Given that the duty reductions under the FTA will kick in gradually over the next few years, it is unlikely that there will be a dramatic increase in bilateral trade immediately. But for the FTA to have delivered the trade gains, one would expect bilateral trade in FY35 to have at say doubled from the FY25 levels, for reference, bilateral trade grew by 60% between FY15-25.
Globally a few central banks made their rate decisions this week. In China, the People's Bank of China (PBOC) kept the 1-Year and 5-Year Loan Prime Rates (LPR) unchanged at 3.1% and 3.5%, respectively. The European Central Bank also maintained all three key interest rates unchanged.

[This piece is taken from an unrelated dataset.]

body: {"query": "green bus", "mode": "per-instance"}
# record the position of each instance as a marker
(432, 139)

However, the Central Bank of Turkey lowered its policy rate by 3ppt. This rate cut comes as the underlying inflation trend has moderated. Over the past year, Turkey’s inflation has moderated from over 70% to 35%. Lastly, the Bank of Russia also decreased its policy rate by 200 basis points, bringing it down from 20% to 18%. This marks the second consecutive month of rate cuts for Russia.
In the US the Census Bureau released the durable goods data. New orders for durable goods rose by 18.3% year-over-year in June, marking the second consecutive month of double-digit growth. The growth however was largely due to transportation equipment (aircrafts) excluding which new orders grew by ~6% for the second consecutive month.